Neben seiner pädagogischen Arbeit im universitären Bereich leitet Hans Tutschku regelmäßig Workshops auf internationaler Ebene sowohl für Musiker als auch Nicht-Musiker, die sich mit Aspekten wie Kunstverständnis, Zuhören, Kreativität, Komposition, Improvisation, Echtzeitelektronik oder auch Klangraum auseinandersetzen möchten. Neben seinen Lehrtätigkeiten gehört er zudem seit 1982 dem Ensemble für Intuitive Musik Weimar (EFIM) an,2 was zu einer engen Zusammenarbeit mit Karl Stockhausen führte.3

Für sein künstlerisches und kompositorisches Schaffen erhielt Hans Tutschku mehrere internationale Kompositionspreise:

„Bourges, CIMESP Sao Paulo, Hanns-Eisler, Ars Electronica, Noroit et Prix Musica Nova“.4

Ihm wurde zudem im Jahr 2005 der Kulturpreis der Stadt Weimar verliehen. Des Weiteren erhielt er 2013 ein Stipendium des Radcliff Institute for Advances Study sowie 2014 ein Stipendium der Japan-U.S. Friendship Commission.

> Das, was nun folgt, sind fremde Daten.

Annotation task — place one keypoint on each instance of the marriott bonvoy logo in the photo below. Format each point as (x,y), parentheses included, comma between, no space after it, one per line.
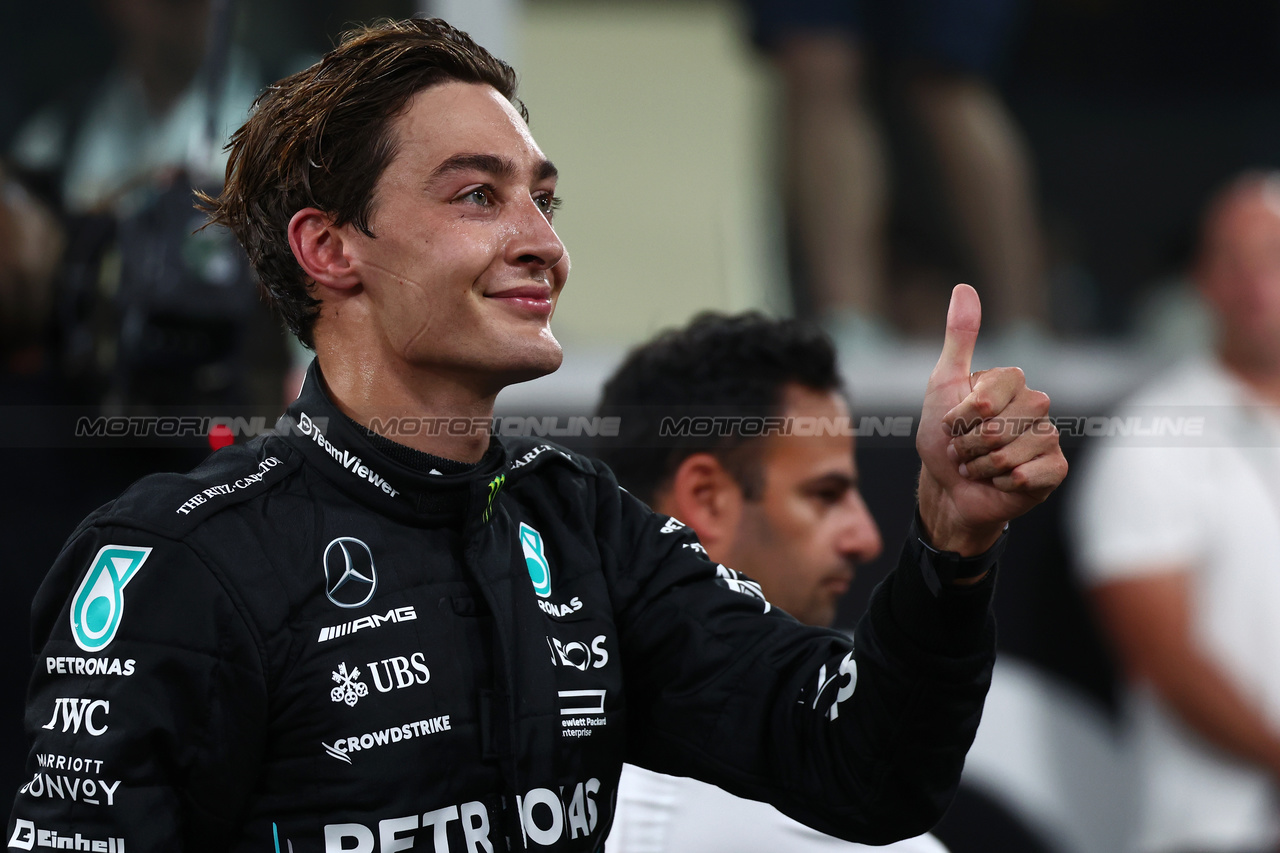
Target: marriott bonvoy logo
(346,459)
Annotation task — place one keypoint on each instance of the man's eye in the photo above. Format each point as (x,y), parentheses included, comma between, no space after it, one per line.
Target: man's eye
(831,497)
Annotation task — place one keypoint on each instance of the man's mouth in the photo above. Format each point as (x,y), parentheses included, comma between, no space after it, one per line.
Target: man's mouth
(535,299)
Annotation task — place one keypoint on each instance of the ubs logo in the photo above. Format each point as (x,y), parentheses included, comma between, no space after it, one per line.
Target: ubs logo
(348,573)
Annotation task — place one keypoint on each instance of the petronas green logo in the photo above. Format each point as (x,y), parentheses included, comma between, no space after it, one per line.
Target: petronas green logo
(99,603)
(539,570)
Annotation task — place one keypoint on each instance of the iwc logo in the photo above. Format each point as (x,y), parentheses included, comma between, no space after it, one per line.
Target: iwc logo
(348,573)
(99,603)
(539,570)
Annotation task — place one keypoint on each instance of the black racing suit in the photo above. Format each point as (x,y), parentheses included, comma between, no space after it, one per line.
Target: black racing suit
(306,644)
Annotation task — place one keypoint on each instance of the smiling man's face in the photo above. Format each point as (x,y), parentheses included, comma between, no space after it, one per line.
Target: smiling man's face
(465,268)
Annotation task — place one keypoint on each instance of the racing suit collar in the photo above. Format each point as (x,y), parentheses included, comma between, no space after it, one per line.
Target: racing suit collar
(342,451)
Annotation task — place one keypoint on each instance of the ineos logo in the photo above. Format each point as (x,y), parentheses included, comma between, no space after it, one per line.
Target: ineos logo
(348,571)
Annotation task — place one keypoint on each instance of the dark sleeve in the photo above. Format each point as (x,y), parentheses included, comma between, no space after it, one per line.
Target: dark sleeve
(863,739)
(147,707)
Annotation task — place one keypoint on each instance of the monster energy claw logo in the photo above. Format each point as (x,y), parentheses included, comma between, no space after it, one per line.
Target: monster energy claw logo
(99,603)
(539,570)
(494,487)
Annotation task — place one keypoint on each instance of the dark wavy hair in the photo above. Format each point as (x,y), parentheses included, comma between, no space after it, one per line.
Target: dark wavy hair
(718,365)
(321,138)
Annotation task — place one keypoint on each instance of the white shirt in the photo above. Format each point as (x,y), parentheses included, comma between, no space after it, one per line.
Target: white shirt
(661,813)
(1211,506)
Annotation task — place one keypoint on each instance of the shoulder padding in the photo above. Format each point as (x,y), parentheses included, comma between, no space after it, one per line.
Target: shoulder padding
(173,505)
(528,455)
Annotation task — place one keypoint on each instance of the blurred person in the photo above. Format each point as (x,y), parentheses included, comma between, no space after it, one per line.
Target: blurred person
(338,635)
(836,167)
(31,247)
(1179,544)
(782,509)
(147,118)
(152,309)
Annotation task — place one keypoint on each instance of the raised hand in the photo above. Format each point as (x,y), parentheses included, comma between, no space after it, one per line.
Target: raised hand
(987,446)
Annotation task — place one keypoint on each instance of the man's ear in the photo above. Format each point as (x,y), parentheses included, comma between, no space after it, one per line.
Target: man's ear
(705,496)
(321,249)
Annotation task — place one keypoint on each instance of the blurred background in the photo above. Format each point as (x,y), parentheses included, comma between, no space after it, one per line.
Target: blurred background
(1057,155)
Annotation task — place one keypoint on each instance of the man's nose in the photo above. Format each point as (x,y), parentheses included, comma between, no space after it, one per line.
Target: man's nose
(534,242)
(859,537)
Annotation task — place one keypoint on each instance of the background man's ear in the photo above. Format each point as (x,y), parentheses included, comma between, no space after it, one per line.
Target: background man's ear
(705,496)
(321,249)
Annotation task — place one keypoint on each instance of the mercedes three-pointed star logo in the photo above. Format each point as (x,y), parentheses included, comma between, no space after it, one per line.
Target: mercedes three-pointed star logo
(348,573)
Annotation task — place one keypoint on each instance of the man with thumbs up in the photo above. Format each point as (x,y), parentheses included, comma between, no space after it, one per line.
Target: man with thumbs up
(503,624)
(782,506)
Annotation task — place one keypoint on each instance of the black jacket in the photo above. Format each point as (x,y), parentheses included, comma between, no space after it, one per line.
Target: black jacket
(307,644)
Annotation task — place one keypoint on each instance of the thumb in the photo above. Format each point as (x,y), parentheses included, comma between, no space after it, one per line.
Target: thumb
(964,316)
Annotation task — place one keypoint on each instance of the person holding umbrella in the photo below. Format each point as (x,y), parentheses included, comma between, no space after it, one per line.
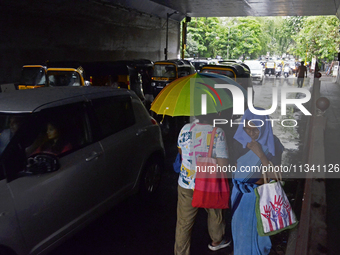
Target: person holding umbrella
(193,141)
(184,97)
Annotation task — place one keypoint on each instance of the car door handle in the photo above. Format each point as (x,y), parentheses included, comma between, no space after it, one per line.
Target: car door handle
(94,156)
(141,131)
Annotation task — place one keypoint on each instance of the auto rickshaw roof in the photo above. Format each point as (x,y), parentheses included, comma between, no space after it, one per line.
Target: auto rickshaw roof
(177,62)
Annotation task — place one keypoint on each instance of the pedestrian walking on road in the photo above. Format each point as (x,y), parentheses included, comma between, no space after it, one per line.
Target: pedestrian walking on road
(300,73)
(254,146)
(194,141)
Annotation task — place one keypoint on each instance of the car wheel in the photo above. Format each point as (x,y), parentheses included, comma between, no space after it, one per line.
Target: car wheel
(151,176)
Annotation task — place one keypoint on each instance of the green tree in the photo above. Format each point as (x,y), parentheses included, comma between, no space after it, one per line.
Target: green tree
(318,37)
(246,40)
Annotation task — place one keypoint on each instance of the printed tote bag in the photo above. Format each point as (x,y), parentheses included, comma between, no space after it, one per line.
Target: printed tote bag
(273,210)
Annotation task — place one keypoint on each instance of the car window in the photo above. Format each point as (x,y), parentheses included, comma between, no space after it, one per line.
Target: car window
(113,114)
(222,72)
(58,131)
(32,76)
(9,125)
(168,71)
(60,78)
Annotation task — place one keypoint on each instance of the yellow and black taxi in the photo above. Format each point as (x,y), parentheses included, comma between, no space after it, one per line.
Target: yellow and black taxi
(166,71)
(124,73)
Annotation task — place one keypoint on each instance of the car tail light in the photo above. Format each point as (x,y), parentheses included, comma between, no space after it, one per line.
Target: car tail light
(153,121)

Den ersten Preis gewann er 2017 bei den Wettbewerben Klang! und CIME ICEM.

Bei seiner Komposition Spannungsresonanzen6 handelt es sich um ein elektroakustisches Hörstück aus dem Jahr 2019.7 Der Begriff ‚Hörstück‘ impliziert, dass das Stück ausschließlich zum Hören und nicht zum Sehen bestimmt ist.8

Uraufgeführt wurde das Hörstück am 5. April 2019 in Weimar zur Eröffnung des neu erbauten Bauhaus-Museums. Anlässlich der 100-jährigen Bauhaus-Bewegung setzten sich insgesamt fünf Künstler in ihren kurzen Hörstücken mit der Frage auseinander, wie lebendig die Gedanken der Bauhaus-Begegnung heute noch seien.9

Zu dem Stück selbst schreibt Tutschku, dass es „eine imaginäre Klangreise in Weimars Ambiente vor 100 Jahren“10 sei. Er lädt seine Hörerinnen und Hörer auf eine fiktive Reise in diese Vergangenheit ein, und geht musikalisch der Frage nach, wie es geklungen haben könnte, „als Kunst und Industrie aufeinander trafen – als bestehende Abgrenzungen aufgelöst wurden, um neue Kreativitäts-Räume zu schaffen – als Künstler und Handwerker unterschiedlichster Herkunft und mit sehr individuellen Konzepten und Visionen eine neue Welt schufen […]“.11 Intensiviert wird dieses Eintauchen in die Vergangenheit durch die Verwendung von Stereofonie, mit welcher ein räumliches Klangerlebnis geschaffen wird.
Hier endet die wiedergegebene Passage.